Об авторе | Олеся Александровна Николаева родилась 6 июня 1955 года в Москве. Окончила Литературный институт им. А.М. Горького. Поэт, прозаик, эссеист; лауреат нескольких литературных премий, в том числе Национальной премии «Поэт» (2006), профессор Литературного института им. Горького. Постоянный автор «Знамени». Предыдущая публикация в «Знамени» — рассказы «Двойное дно» (№ 2, 2016). Живет в Переделкине.
Олеся Николаева
Всерьёз и навзрыд
Отрок
Что за дела в двенадцать ночи
у отрока? А как же! За
ночным затишьем, что есть мочи,
готовит молнии гроза.
Она оттачивает стрелы —
безмолвно тысячи теней
по чёрной глади оробелой
смолу и серу тащат ей.
Куют незримо молоточки
железо в кузницах, и тьма
губами просит об отсрочке,
укутав бархатом дома.
Её никто ещё не чует,
все дремлют, видят сны, храпят:
там дрыхнет кот, тут пёс ночует,
спят мать с отцом, деревья спят…
Лишь этот отрок нечто слышит
и видит — что там? — зверь ли, змей
ткань эту плотную колышет,
как будто бы ползёт под ней.
Скорей бы — чёрную повязку
сорвать, откинуть верхний пласт, —
а там подсветку и огласку
гроза подспудным силам даст.
И можно этому смятенью
дать имя, разглядеть лицо
Томящего скользящей тенью…
Пожить по своему хотенью!
Найти Кощеево яйцо!
Пейзаж
Как после битвы всё вокруг: разорено
именье славное, прокисшее вино
не то что уксусом уже разит — мочою.
Угодья вытоптаны, сосны сожжены.
Кто жив, попрятался в свои дурные сны:
с горбатым месяцем, с его кривой свечою.
Лишь графоман хозяйствует: в трофей
вцепился намертво. Теперь ему Орфей
что мальчик для битья иль бомж прохожий.
Он сам себе — и Зевс, и Параклет:
сам кости выроет, сам череп и скелет
обтянет жилами, задрапирует кожей.
Ах, то-то я смотрю: то голова
торчит безносая, то из ушей — трава
ползёт пожухлая, то рот в червях кривится…

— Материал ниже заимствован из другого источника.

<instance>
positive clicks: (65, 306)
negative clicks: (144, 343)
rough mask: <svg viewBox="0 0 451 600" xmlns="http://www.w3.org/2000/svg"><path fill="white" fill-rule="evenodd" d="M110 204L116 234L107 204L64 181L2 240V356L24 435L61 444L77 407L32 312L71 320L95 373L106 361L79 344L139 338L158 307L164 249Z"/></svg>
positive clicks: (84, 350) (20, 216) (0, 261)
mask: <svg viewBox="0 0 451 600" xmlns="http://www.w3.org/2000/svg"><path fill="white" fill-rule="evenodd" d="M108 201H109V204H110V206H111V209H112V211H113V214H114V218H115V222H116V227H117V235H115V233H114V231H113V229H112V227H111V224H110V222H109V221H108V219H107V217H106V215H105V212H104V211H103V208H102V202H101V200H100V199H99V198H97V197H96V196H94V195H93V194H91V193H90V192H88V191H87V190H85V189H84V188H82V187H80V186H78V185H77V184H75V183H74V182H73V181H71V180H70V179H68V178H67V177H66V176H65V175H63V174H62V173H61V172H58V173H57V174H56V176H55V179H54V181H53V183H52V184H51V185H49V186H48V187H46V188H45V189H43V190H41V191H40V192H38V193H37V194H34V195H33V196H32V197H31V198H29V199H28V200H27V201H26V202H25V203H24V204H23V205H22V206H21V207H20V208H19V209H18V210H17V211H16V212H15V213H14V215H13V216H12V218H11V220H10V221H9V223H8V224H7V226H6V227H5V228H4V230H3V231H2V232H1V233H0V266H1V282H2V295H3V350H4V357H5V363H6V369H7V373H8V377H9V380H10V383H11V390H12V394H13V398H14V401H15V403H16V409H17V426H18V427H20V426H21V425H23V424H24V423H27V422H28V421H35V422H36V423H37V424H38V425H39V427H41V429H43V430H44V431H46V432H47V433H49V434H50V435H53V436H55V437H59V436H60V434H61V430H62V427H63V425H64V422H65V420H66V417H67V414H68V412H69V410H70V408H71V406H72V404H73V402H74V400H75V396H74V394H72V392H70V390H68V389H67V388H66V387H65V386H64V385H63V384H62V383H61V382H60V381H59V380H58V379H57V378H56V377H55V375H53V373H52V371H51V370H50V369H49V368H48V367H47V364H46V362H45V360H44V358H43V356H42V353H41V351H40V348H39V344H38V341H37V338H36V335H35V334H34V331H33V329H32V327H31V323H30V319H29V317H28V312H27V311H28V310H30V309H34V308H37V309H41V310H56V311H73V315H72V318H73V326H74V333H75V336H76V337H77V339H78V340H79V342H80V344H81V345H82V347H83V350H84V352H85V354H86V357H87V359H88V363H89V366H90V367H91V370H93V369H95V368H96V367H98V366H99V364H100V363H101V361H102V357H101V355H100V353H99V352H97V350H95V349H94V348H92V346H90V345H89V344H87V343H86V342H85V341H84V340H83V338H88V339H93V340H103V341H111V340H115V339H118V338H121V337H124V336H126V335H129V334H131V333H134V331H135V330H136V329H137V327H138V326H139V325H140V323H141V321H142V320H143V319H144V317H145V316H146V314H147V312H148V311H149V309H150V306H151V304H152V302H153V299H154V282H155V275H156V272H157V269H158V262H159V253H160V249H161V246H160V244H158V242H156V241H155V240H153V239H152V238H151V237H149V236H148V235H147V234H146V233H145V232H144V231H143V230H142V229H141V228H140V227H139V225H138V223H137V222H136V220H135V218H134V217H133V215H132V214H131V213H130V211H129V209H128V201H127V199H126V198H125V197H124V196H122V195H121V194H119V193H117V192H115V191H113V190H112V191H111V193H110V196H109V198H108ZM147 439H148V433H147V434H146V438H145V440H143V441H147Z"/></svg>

А вместо глаз — в слепых щелях лица
стекло бутылочное, попки огурца,
две пуговицы иль обрезки ситца.
…С тех пор, как монстры поселились тут,
бельчата падают с ветвей и птицы мрут,
рябины чахнут, даль темна и мглиста.
И лишь шиповник мой из западни
топорщится колючками — сродни
дворецкому у князя-монархиста.
Да ветер из порушенных домов
доносит отзвуки то музыки, то слов:
душа от них не то чтоб даже грелась
или кормилась — попадала вдруг
в приволье ласточки, и — на лету упруг —
её подхватывал и нёс в пространство мелос.

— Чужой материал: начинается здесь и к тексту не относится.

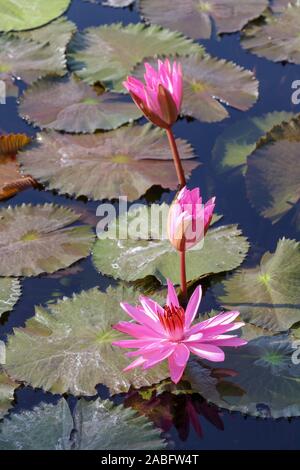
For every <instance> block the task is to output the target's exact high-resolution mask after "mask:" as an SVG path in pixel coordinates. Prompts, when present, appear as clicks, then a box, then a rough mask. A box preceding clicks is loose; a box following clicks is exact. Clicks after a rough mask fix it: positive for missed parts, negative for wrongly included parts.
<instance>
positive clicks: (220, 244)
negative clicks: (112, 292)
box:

В приволье ласточки, в блаженство соловья…
Душа начётчика лишь пробует, как я,
собрать потоптанное, сдать в музей под номер.
И атмосферу ту восстановить…
Но не догнать уже, не изловить
той ласточки,
и соловей тот помер.
Пленник
Пленный солдат не глядит в упор,
косит — и ни ме, ни бе.
Но чует печёнкой, что этот спор
идёт о его судьбе.
Один охранник — белый, седой:
— Нехай валит домой!
— В расход его! — говорит молодой. —
Зароем, и с глаз долой!
За складкой ночи, сырой стеной,
за хрупкой сетчаткой глаз,
за чуткою перепонкой ушной
решается всё сейчас!
За далью неба, там, где пасут
духи — наш овчий двор,
едва ль не с рожденья наш длится суд,
выносится приговор.
Один — смотрящий — не ест, не спит:
— Ослабь, говорит, ремни!
А другой говорит, другой говорит:
— Потуже всё затяни!
Железом, жестью, ржавью, фольгой
жизнь схвачена в каждом шве…
Один говорит, говорит другой
у пленника в голове.
…Когда же откроешь ты третий глаз,
услышишь ты третий глас:
ни вправо, ни влево, — тебе тотчас
откроется тайный лаз.
Но сам себе не дай слабину,
себе не черти черту,
спускаясь в самую глубину,
летящую в высоту.
Человек
Молодой человек прекрасен, как сильный лось,
напролом сквозь кусты ломясь и ломая сучья.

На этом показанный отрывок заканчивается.